Exclusion criteria were: 1) Patients or family members who did not accept to participate in the study and did not sign the Free and Informed Consent Form; 2) Patients under palliative care because the hospitals do not accept assessment in these patients; 3) Readmission cases, because they may have chronic effects of COVID-19 infection;

4) Patients using non-invasive ventilation (NIV) during the time of evaluation because this ventilatory support generates changes in vascular function and autonomic nervous system [17] 5) Patients in the prone position during the assessment, as our assessment methods cannot be applied in this position, but in the supine position; 6) Patients with cardiac arrhythmias, pacemakers and with the presence of atrioventricular block are not eligible to perform HRV assessed from medical records and bedside electrocardiogram (ECG) when present [3,4].

Patients were screened and recruited by research team members who visited the hospital daily. A brief evaluation of the patient's medical record was conducted to confirm the potential for eligibility. In the first face-to-face meeting, the patients or responsible family members received a description of the study and informed consent for them to read, have any questions answered, and sign the Informed Consent if they agreed to participate.
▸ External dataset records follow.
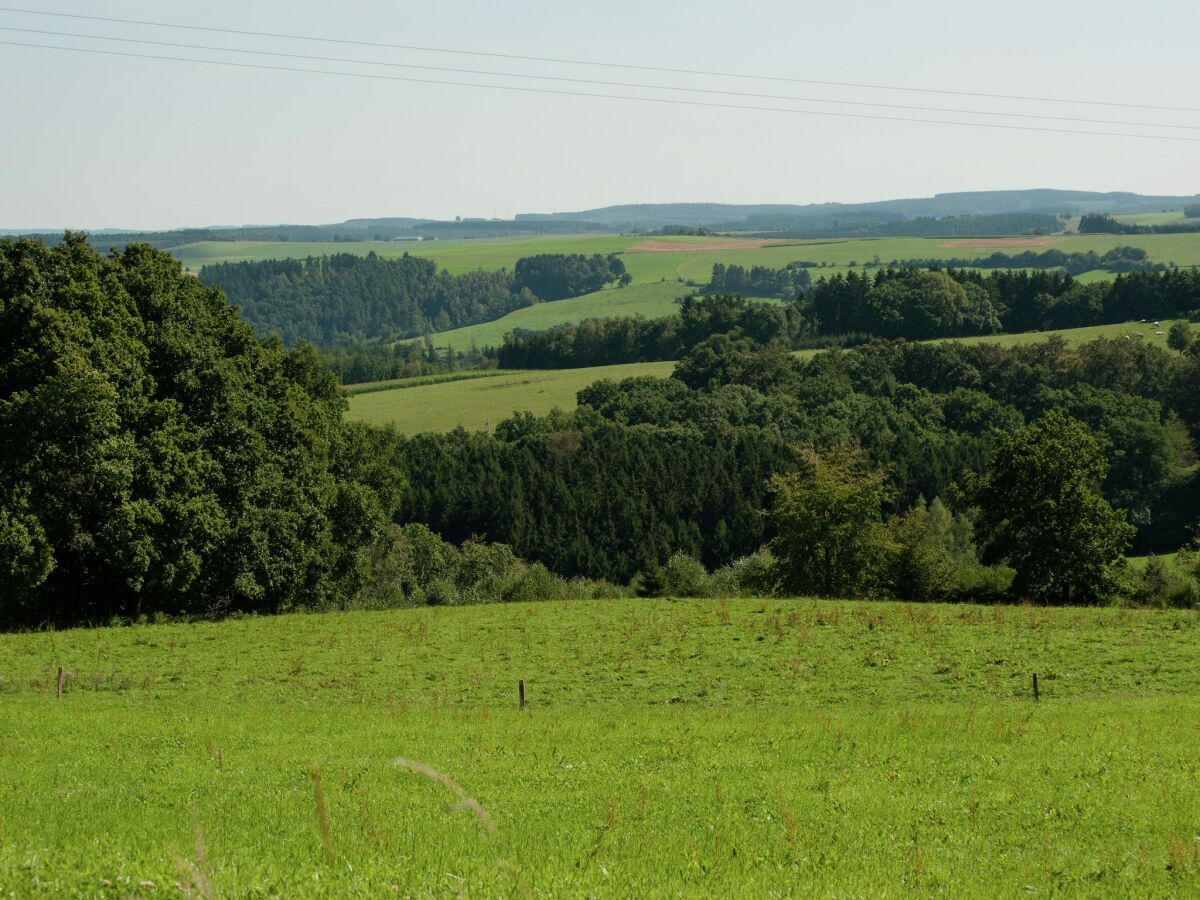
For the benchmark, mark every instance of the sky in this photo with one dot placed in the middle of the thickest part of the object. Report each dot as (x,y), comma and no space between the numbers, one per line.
(91,141)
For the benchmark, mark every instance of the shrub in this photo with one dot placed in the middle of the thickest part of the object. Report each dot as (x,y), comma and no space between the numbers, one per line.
(685,576)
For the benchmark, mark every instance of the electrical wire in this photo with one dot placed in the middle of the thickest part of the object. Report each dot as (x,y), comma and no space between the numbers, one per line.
(601,83)
(601,64)
(672,101)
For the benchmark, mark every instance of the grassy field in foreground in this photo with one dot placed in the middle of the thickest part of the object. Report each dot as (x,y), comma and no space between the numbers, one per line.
(670,748)
(475,402)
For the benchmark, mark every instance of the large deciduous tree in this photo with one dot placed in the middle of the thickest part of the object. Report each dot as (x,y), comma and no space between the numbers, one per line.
(155,456)
(1041,509)
(829,533)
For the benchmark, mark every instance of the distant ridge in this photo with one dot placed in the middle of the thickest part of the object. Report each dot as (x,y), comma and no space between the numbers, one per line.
(967,203)
(645,216)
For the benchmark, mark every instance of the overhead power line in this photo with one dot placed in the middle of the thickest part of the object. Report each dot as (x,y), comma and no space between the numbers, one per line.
(635,85)
(672,101)
(601,64)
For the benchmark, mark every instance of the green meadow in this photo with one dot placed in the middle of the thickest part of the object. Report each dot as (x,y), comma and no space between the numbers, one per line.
(663,276)
(695,257)
(475,403)
(648,299)
(748,748)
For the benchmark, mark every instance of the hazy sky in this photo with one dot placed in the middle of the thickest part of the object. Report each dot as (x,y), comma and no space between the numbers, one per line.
(90,141)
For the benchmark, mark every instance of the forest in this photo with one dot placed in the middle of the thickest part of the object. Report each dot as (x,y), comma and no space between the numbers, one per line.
(647,466)
(852,309)
(343,299)
(160,459)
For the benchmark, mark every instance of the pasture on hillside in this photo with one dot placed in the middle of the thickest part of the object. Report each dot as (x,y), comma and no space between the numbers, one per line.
(447,405)
(787,748)
(663,267)
(475,402)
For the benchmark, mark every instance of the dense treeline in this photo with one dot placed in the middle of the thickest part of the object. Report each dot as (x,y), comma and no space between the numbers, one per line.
(357,364)
(157,457)
(639,453)
(1104,223)
(917,304)
(1119,259)
(845,226)
(557,276)
(850,309)
(346,299)
(591,497)
(760,280)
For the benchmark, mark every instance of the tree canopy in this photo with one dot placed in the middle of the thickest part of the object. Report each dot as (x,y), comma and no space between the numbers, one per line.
(1043,513)
(155,456)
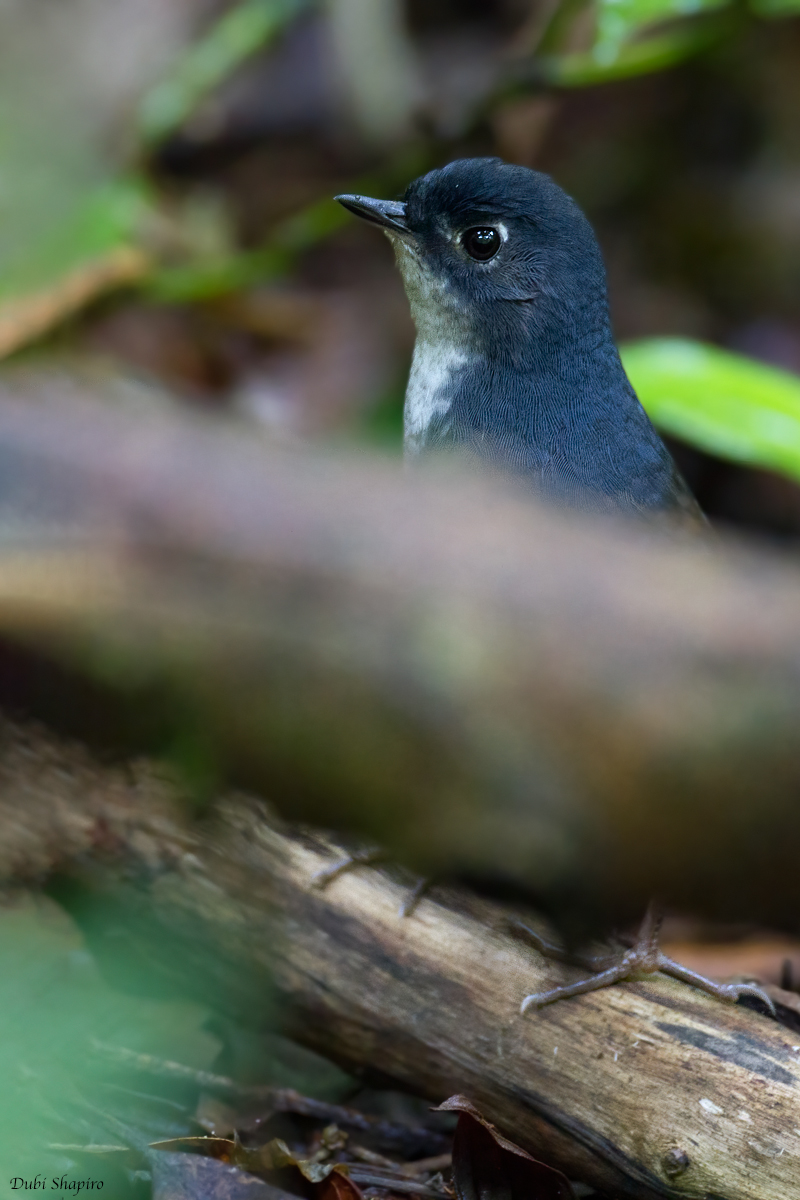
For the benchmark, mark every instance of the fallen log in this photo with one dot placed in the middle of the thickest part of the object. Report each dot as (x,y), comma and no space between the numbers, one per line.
(649,1089)
(593,712)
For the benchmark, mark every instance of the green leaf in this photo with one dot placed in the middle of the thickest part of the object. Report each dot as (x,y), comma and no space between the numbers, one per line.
(655,53)
(621,21)
(90,225)
(723,403)
(236,36)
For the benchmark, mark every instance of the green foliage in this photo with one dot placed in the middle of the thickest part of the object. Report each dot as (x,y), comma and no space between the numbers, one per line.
(54,1003)
(725,403)
(639,36)
(238,35)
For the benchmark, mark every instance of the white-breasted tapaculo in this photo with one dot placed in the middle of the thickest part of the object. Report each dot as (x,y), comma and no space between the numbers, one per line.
(515,358)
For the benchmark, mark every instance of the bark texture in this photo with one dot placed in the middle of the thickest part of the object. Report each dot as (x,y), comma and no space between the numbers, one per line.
(485,685)
(621,1089)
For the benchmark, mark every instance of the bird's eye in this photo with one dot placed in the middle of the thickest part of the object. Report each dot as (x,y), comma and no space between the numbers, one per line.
(481,243)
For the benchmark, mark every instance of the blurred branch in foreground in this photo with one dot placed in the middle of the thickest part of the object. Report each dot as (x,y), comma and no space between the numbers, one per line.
(432,1001)
(485,685)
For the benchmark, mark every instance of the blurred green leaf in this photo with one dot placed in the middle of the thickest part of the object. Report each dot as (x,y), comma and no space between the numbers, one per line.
(655,53)
(54,1002)
(92,223)
(621,21)
(775,7)
(721,402)
(236,36)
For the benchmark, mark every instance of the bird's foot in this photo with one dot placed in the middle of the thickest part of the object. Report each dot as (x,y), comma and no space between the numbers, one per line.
(368,858)
(643,958)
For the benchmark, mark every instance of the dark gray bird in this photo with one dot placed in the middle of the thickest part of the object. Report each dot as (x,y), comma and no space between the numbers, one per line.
(515,359)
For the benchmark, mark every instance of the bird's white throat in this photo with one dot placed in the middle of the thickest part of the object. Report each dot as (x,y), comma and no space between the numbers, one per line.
(441,348)
(429,390)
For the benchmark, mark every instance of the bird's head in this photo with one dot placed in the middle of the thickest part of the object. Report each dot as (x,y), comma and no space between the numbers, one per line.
(487,247)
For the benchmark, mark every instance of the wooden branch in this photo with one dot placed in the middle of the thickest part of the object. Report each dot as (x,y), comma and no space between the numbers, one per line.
(486,685)
(649,1089)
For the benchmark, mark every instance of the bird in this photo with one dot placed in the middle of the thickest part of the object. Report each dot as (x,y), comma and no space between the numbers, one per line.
(515,363)
(516,366)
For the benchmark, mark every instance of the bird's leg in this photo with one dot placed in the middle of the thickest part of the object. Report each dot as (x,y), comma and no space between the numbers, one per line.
(368,858)
(643,958)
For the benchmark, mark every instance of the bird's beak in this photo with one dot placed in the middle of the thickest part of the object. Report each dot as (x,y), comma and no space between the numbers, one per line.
(389,214)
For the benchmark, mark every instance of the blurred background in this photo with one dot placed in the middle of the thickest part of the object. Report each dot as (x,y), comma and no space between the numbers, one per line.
(166,217)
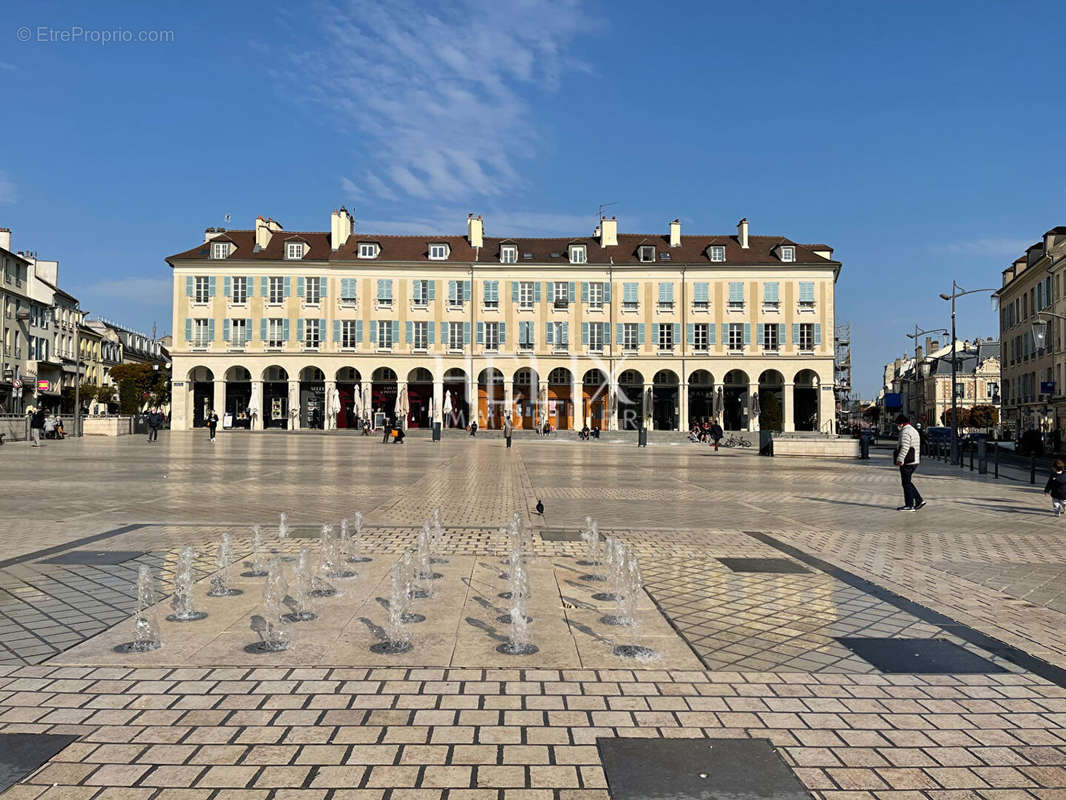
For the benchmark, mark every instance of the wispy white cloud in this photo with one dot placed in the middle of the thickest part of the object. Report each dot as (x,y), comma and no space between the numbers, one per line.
(438,93)
(6,188)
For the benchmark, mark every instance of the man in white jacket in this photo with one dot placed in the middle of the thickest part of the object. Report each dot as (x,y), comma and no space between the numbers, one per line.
(907,457)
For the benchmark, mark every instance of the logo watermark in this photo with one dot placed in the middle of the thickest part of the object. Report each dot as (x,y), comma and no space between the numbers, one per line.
(77,34)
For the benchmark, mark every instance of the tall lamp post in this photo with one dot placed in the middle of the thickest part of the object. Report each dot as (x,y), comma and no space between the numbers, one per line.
(915,336)
(956,291)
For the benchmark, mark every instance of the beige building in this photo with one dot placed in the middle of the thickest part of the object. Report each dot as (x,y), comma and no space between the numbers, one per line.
(614,330)
(1032,382)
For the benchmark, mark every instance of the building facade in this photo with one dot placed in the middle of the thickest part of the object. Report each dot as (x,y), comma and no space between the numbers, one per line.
(613,330)
(1032,381)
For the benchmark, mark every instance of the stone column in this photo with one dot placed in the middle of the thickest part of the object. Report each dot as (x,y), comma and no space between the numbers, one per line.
(293,404)
(788,413)
(257,403)
(753,420)
(328,420)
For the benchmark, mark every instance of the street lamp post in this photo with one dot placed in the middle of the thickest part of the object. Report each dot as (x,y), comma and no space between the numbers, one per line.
(956,291)
(915,336)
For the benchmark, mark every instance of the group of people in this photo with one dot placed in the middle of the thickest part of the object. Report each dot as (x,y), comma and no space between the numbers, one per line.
(707,433)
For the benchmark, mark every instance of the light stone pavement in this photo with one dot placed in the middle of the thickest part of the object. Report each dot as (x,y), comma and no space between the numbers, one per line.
(981,566)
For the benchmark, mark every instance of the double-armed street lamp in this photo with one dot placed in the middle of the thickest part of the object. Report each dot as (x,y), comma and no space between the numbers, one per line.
(915,336)
(956,291)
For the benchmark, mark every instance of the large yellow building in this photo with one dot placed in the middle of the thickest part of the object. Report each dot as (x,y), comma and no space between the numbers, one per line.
(281,329)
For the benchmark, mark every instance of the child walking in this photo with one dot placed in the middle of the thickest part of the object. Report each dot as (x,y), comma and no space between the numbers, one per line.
(1056,488)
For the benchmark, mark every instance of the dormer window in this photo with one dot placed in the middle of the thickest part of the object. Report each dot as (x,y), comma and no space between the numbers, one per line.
(220,250)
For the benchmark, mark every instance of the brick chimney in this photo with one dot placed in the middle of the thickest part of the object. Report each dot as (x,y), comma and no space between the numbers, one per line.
(609,233)
(675,234)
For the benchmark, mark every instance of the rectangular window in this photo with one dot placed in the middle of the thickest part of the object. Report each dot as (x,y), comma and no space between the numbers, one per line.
(561,294)
(275,333)
(203,292)
(385,334)
(699,342)
(526,294)
(736,336)
(420,335)
(276,290)
(665,337)
(454,335)
(596,294)
(770,337)
(311,334)
(736,296)
(348,337)
(491,293)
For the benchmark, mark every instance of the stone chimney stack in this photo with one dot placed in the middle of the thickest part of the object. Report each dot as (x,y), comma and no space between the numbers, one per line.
(609,233)
(475,230)
(675,234)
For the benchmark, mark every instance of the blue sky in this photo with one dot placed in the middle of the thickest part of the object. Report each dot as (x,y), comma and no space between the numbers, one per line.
(923,141)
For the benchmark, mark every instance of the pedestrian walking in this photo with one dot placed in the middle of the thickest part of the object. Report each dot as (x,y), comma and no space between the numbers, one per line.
(1056,488)
(716,433)
(36,426)
(907,458)
(155,422)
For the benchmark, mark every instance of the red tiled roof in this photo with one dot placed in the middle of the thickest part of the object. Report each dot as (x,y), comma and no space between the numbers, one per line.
(540,251)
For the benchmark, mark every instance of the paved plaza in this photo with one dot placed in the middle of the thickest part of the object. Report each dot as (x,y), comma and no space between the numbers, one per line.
(884,655)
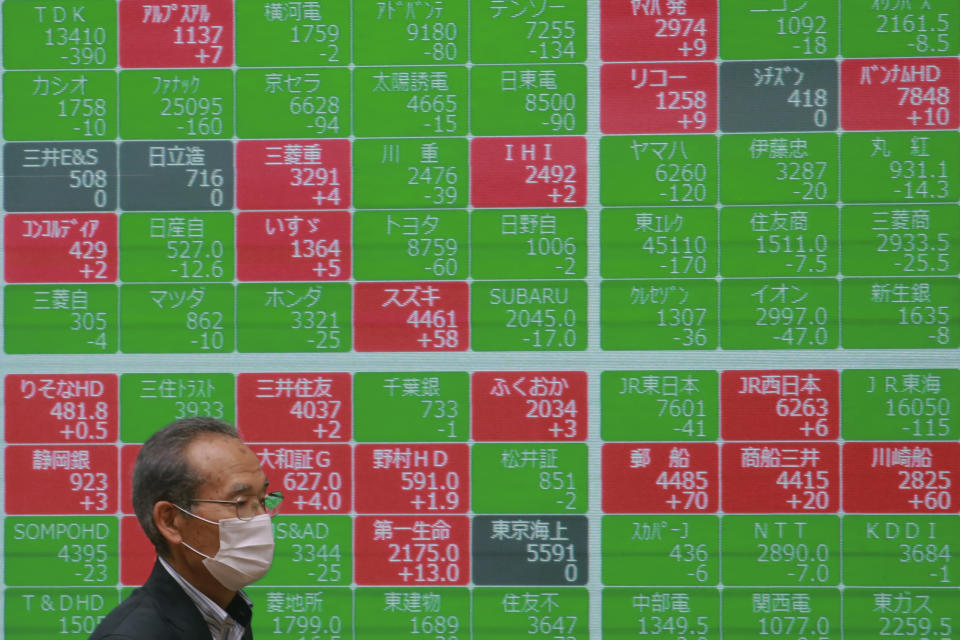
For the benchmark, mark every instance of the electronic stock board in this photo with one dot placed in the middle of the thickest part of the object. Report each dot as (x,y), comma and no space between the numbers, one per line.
(551,318)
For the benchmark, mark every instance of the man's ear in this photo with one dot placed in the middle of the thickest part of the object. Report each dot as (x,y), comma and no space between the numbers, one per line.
(167,519)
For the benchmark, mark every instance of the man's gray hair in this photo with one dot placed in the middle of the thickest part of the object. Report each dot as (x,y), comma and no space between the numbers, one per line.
(163,473)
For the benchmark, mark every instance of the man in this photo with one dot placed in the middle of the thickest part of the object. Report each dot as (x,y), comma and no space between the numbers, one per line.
(201,498)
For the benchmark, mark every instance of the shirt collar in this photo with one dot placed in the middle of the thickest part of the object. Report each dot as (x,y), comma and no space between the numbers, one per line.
(213,614)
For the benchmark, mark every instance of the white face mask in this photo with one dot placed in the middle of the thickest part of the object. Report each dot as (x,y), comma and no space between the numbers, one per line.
(246,550)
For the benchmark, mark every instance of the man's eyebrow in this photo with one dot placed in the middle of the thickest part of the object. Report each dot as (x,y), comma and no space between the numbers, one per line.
(240,489)
(245,488)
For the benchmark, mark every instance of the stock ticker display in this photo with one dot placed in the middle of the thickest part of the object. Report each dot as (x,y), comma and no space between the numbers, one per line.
(552,319)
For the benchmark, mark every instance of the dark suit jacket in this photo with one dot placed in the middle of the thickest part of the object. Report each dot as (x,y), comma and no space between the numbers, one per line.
(161,610)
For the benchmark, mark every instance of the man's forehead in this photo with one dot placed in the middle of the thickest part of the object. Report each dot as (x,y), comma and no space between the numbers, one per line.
(226,464)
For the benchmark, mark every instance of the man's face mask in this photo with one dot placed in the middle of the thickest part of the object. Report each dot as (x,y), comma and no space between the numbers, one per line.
(246,550)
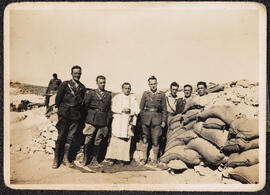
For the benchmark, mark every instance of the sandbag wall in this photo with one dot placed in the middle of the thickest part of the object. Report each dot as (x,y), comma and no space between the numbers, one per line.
(217,136)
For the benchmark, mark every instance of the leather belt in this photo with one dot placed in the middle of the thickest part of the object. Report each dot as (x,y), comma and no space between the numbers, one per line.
(151,109)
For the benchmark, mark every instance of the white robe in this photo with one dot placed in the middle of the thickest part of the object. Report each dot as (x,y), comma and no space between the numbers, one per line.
(122,122)
(119,148)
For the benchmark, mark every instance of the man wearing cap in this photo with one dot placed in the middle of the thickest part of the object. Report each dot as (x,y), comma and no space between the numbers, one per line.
(97,104)
(153,118)
(68,100)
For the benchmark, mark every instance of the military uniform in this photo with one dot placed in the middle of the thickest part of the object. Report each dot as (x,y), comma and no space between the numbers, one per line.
(52,88)
(97,104)
(68,100)
(153,113)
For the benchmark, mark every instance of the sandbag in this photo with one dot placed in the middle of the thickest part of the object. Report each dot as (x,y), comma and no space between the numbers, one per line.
(215,123)
(177,164)
(175,133)
(188,156)
(189,125)
(173,119)
(192,104)
(207,150)
(239,145)
(245,128)
(173,143)
(187,136)
(191,115)
(223,112)
(175,125)
(246,175)
(214,89)
(215,136)
(246,158)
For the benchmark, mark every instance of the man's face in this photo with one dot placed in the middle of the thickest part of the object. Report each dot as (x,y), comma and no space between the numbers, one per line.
(187,92)
(152,84)
(101,84)
(174,90)
(126,89)
(76,74)
(201,90)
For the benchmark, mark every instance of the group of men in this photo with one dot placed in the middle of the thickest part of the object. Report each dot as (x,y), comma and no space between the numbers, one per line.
(93,111)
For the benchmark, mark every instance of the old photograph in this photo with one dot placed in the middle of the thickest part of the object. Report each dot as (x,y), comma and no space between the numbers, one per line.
(148,96)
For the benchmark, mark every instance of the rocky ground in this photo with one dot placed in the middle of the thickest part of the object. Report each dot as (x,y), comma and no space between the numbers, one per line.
(33,137)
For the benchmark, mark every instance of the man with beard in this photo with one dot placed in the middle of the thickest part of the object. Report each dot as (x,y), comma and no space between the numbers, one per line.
(68,100)
(97,104)
(52,89)
(153,117)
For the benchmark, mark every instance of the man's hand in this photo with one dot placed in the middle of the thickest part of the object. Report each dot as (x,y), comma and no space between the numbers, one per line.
(163,124)
(126,110)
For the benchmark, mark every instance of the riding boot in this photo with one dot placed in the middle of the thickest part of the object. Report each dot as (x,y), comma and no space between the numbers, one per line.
(94,161)
(144,151)
(86,151)
(66,155)
(155,154)
(55,164)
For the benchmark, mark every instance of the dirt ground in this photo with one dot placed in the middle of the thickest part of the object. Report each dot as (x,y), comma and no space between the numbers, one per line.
(28,167)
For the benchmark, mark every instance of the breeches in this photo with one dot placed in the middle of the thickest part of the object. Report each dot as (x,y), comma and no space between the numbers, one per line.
(66,130)
(153,132)
(94,134)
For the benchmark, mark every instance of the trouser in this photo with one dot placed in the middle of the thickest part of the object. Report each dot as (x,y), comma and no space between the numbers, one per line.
(66,130)
(151,131)
(94,134)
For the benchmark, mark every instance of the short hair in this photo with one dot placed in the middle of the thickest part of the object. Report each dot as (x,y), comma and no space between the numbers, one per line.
(100,77)
(75,67)
(174,84)
(152,78)
(202,83)
(126,83)
(188,85)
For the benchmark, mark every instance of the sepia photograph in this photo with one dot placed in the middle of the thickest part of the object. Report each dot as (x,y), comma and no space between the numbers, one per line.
(141,96)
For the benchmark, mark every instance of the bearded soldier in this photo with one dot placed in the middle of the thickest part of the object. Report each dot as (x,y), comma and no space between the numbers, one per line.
(68,100)
(153,117)
(97,104)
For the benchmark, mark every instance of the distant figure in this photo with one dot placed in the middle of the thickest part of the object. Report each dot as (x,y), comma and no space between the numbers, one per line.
(97,104)
(52,88)
(125,110)
(175,104)
(201,88)
(187,91)
(69,101)
(153,118)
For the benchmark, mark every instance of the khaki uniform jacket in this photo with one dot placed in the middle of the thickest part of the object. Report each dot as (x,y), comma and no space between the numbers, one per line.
(156,101)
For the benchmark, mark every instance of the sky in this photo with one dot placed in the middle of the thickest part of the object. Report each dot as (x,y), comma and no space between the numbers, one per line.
(173,43)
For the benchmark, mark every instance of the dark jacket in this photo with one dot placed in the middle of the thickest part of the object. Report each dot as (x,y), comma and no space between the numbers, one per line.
(153,101)
(53,85)
(69,100)
(97,106)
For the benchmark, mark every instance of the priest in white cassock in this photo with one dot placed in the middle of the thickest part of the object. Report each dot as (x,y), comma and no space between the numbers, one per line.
(125,110)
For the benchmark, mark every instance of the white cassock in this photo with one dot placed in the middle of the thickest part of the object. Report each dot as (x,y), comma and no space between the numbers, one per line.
(119,146)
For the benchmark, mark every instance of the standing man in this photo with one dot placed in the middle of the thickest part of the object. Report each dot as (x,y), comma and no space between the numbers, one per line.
(68,100)
(52,88)
(153,116)
(125,110)
(97,104)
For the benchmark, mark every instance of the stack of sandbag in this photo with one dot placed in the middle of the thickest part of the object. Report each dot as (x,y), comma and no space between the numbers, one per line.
(219,135)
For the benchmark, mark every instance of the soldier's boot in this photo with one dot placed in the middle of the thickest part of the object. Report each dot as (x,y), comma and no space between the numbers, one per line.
(94,161)
(144,153)
(155,154)
(66,155)
(86,151)
(55,164)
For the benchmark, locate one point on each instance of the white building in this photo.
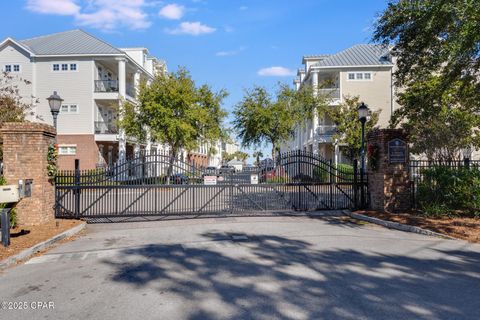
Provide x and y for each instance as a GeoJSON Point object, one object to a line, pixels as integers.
{"type": "Point", "coordinates": [92, 77]}
{"type": "Point", "coordinates": [363, 70]}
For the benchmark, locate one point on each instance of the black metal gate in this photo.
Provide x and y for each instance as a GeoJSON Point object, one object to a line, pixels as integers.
{"type": "Point", "coordinates": [156, 184]}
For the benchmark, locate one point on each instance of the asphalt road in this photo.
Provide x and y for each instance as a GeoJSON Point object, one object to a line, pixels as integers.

Patients who consented were then familiarized with the procedures, and data collection was initiated. By World Health Organization recommendations, research team members were adequately equipped with personal protective equipment (PPE), including a waterproof apron, goggles, latex gloves, mask n95, disposable mask, disposable cap, and face shield (WHO) [18].

Assessments
The assessment procedure of the current study has been published previously [19]. All assessments were carried out at the same time of the day (afternoon), avoiding different physiological responses due to the influence of the circadian cycle. The evaluations occurred at the bedside as soon as possible following hospital admission, always within the first 24-48 hours of access. It is also noteworthy that all assessments were carried out with a minimum time of 1 hour after patient feeding or any intervention by the staff, avoiding any confounding factor in the HRV indices. The following evaluations were carried out:

Clinical and epidemiological evaluation
Clinical data, including age, sex, weight, height, race, comorbidities, medication use, vital signs, and oxygen supplementation, were collected from the medical records to characterize the sample.

Follow-up
After the evaluations, the research team followed patients' outcomes through medical record review, verifying hospitalization days, hospital discharge development, and deaths.

Record of R-R intervals (iRR) for analysis of Heart Rate Variability (HRV) indices
The patients were rested in the supine position for approximately 10 minutes. No nursing or medical procedures were performed during collection to reduce potential collection problems, and patients were instructed not to speak or move during the assessment. A calm and peaceful environment was ensured, with a controlled temperature of 22-24°C and relative humidity between 50-60%. Subsequently, heart rate (HR) in beats per minute (bpm) and iRR were recorded at rest in the supine position for 10 minutes using a cardio frequency (Polar S810i, Kempele, Oulu, Finland) fixed on the chest with simultaneous transmission using the telemetry system to a watch that will store the data. After that, the data were transferred to a computer through an interface (Polar Advantage, Kempele, Oulu, Finland) for analysis. Electrocardiogram was monitored by a heart monitor in the MC5 derivation for all patients during data collection.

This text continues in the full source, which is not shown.